On-Call Duty: At 2 am, Intuition Isn’t Enough

Terrified, anxious, fearful, isolating, overwhelming, and a little bit thrilling. Those are just a few of the words on-call engineers use to describe what it’s like to be on call for the first time. There are so many things that could go wrong and areas of the system that they don’t fully understand yet. But at some point, it’s time.

On-call duty: the dirty little secret

On-call duty is a dirty little secret in the SaaS world. There’s so much buzz about the promise of a career as an engineer: solving difficult problems, building potentially life-changing applications, writing great code. But during college or grad school, nobody ever talks about being on call.

The skills required for an on-call engineer and what they do “during their day job” are completely different.
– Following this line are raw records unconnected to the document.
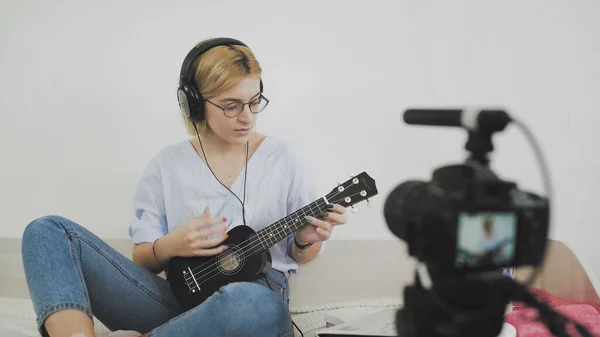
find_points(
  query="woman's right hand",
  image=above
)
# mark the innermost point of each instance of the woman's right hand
(190, 238)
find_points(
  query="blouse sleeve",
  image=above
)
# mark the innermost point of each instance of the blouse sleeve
(150, 222)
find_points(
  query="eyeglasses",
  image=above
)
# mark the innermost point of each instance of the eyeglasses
(234, 109)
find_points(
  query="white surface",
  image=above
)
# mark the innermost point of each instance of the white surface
(88, 95)
(376, 321)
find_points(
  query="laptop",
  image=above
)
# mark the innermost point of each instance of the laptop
(378, 324)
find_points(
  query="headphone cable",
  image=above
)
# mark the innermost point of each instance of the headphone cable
(245, 175)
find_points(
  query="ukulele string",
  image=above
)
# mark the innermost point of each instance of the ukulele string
(257, 238)
(197, 277)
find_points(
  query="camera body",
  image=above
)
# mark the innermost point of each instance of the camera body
(468, 219)
(464, 226)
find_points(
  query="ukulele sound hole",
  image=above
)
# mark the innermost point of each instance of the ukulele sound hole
(230, 261)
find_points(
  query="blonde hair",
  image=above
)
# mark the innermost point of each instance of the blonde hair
(218, 70)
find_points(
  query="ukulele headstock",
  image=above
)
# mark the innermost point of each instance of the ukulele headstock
(354, 190)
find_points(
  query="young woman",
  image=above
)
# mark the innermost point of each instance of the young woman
(191, 193)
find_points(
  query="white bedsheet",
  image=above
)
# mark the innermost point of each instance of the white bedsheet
(17, 317)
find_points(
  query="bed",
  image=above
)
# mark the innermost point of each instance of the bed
(352, 278)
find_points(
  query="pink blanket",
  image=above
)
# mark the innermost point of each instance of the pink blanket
(523, 317)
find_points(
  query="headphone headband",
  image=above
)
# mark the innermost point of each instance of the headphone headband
(190, 100)
(186, 68)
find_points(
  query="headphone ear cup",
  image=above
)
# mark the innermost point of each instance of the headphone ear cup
(184, 104)
(191, 103)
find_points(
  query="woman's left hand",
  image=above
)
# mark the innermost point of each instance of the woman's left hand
(320, 230)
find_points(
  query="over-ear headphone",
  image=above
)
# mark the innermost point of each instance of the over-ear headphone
(190, 100)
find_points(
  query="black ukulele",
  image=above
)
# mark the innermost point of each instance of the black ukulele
(194, 279)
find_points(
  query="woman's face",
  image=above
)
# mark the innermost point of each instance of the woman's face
(233, 130)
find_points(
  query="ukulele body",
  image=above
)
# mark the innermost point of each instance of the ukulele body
(194, 279)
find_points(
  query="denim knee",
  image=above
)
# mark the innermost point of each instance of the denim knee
(259, 309)
(37, 229)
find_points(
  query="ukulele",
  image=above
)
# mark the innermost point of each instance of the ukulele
(194, 279)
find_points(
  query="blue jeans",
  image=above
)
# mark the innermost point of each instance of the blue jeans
(68, 267)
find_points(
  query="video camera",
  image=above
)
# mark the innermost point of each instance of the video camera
(464, 226)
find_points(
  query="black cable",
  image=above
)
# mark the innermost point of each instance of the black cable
(245, 175)
(294, 323)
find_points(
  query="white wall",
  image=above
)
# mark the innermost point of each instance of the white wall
(87, 95)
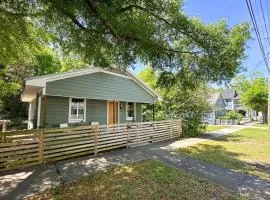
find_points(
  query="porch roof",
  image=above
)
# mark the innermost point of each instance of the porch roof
(39, 84)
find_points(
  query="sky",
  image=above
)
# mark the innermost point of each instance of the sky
(234, 12)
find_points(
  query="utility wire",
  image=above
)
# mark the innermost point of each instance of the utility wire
(253, 19)
(267, 36)
(267, 10)
(260, 24)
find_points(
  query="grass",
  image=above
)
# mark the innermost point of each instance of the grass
(147, 179)
(247, 151)
(215, 128)
(261, 125)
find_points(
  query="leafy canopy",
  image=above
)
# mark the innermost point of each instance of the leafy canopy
(155, 32)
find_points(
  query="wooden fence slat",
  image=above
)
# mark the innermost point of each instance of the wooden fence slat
(27, 148)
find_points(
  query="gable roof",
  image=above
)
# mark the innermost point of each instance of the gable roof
(229, 93)
(40, 81)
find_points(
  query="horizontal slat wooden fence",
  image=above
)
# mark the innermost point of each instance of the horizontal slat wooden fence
(27, 148)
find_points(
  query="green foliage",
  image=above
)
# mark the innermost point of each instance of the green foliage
(232, 115)
(256, 96)
(155, 32)
(178, 101)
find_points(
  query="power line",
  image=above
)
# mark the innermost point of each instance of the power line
(267, 9)
(253, 19)
(260, 24)
(266, 29)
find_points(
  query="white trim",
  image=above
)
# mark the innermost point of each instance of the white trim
(143, 85)
(85, 101)
(42, 80)
(38, 112)
(117, 110)
(69, 111)
(107, 111)
(134, 112)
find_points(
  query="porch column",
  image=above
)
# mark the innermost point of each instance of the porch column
(153, 112)
(45, 111)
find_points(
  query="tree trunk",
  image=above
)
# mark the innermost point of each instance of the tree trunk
(264, 115)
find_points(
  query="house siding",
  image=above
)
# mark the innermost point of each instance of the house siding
(57, 111)
(99, 86)
(123, 114)
(96, 111)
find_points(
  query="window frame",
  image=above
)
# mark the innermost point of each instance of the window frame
(84, 111)
(134, 112)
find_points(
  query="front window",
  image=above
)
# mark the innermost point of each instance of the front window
(130, 111)
(77, 110)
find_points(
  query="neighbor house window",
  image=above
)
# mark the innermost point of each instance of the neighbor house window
(131, 111)
(77, 110)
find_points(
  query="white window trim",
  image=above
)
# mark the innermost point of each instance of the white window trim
(134, 110)
(69, 111)
(117, 111)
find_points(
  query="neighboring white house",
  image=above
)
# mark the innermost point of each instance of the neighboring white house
(218, 105)
(223, 102)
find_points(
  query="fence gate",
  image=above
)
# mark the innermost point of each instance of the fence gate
(19, 149)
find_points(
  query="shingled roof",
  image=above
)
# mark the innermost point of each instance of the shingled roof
(229, 93)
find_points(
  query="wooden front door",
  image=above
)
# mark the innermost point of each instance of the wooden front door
(113, 112)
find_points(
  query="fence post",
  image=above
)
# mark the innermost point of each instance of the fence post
(127, 135)
(180, 127)
(171, 128)
(96, 138)
(137, 133)
(41, 146)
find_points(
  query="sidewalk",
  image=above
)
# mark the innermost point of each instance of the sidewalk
(19, 184)
(213, 134)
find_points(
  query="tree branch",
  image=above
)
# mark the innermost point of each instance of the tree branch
(74, 20)
(131, 7)
(160, 46)
(106, 23)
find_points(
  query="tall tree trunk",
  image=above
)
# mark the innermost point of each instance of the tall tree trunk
(264, 114)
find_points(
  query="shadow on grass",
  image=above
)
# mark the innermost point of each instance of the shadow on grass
(220, 156)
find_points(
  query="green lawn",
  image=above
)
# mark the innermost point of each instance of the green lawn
(247, 151)
(261, 125)
(148, 179)
(215, 127)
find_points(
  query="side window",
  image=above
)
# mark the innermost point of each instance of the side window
(77, 110)
(130, 111)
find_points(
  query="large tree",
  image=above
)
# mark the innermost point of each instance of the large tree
(155, 32)
(178, 100)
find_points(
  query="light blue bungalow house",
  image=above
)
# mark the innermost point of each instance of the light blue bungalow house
(90, 96)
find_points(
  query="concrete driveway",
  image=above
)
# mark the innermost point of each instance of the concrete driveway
(18, 184)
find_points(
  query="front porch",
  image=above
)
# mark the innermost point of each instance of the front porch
(55, 111)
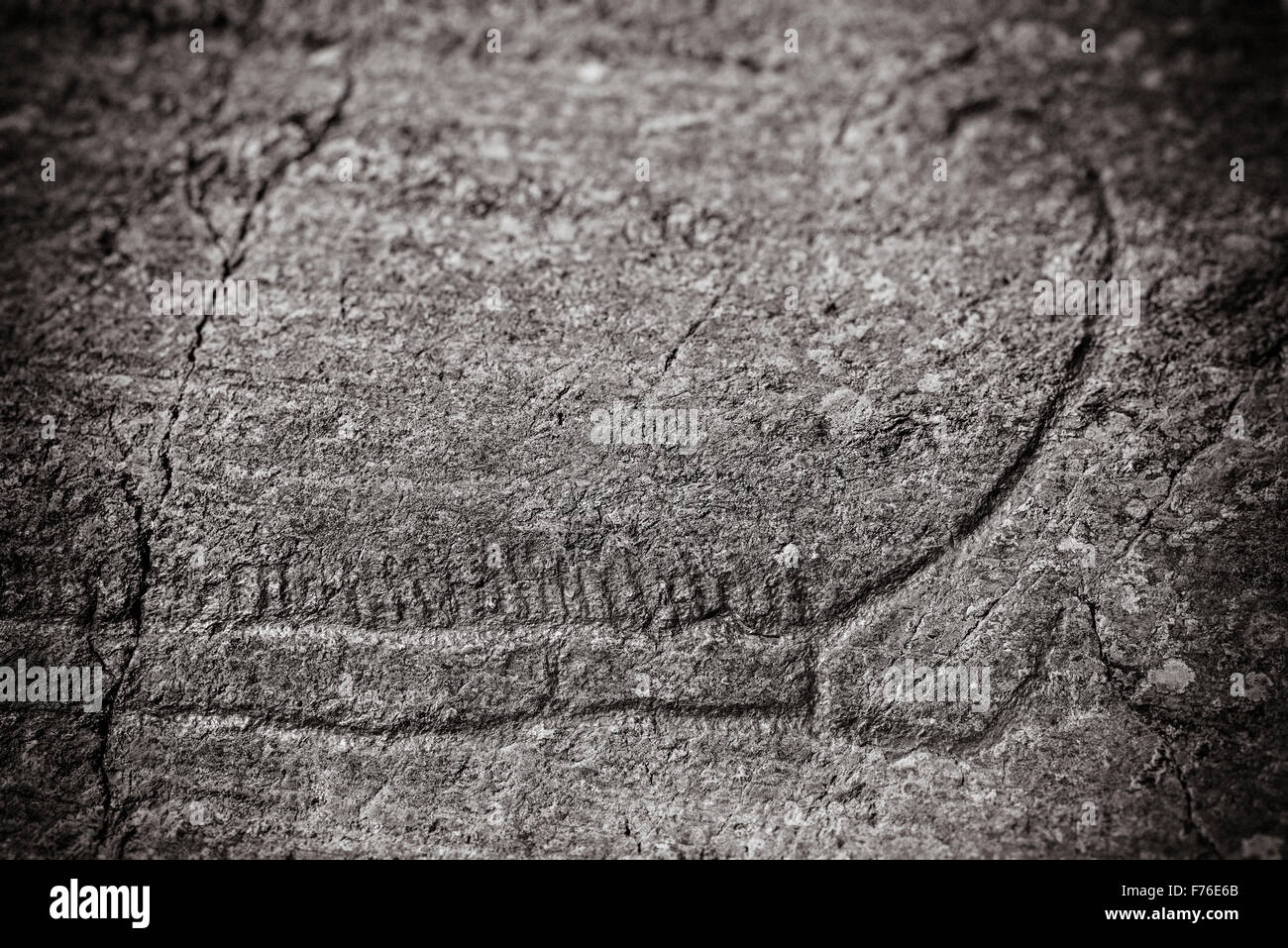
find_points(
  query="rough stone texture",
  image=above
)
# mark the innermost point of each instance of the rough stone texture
(364, 584)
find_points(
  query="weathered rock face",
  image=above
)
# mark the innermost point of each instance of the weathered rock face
(395, 563)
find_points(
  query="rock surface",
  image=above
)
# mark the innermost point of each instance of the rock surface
(362, 579)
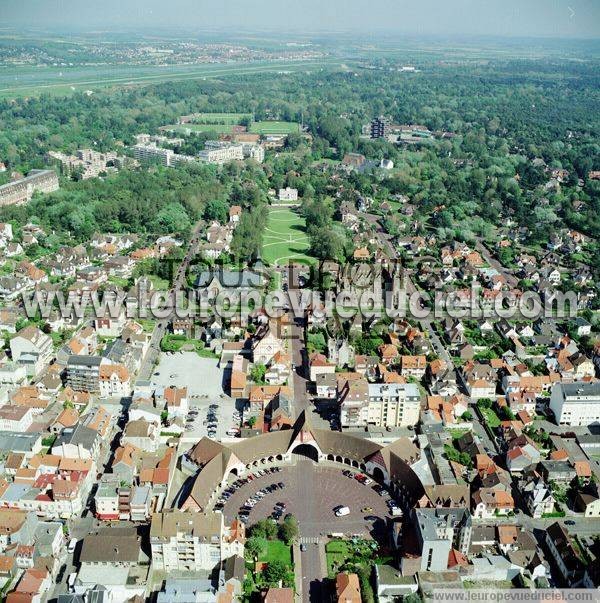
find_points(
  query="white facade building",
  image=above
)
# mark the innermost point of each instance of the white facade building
(394, 404)
(576, 404)
(183, 541)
An engineer may be praised for finding the most thoughtful or elegant solution. However, while on call, it’s all about speed and resolving the issue. It isn’t about finding the best solution because that might take too long. You have to “stop the bleeding” and contain the situation.

SaaS changed the world

Engineers who have been around for a while have seen dramatic changes with the rise of SaaS. Gone are the days of shrink-wrapped software or firmware that’s only updated once or twice a year. Software releases used to be infrequent. If something broke, the engineers would deploy a patch. Remember Patch Tuesday? Back in those days, typically only doctors were paged in the middle of the night; certainly not engineers.

There’s no going back

Life has changed for engineers now, and there’s no going back. Some engineers may be part of an SRE team. You would think those people signed up to be paged in the middle of the night and must have the answers. Unfortunately, they may have deep knowledge of one small part of the service or a particular microservice or set of microservices. Even with that deep knowledge, they may be unfamiliar with services they call into their code, or services their code calls. In a bigger company, they may not know the right contact when they’ve ruled out every hypothesis of what might be wrong with their area of the service.

Preparing to be on call

Being on call requires changing your life, even if you never get paged. Forget going skiing for the weekend or even having a second glass of wine with dinner. You need to have your laptop at the ready and have full possession of your faculties. For some, preparing to be on call can also involve reviewing recent code changes, looking at handoff notes from the person previously on call, and praying for good luck.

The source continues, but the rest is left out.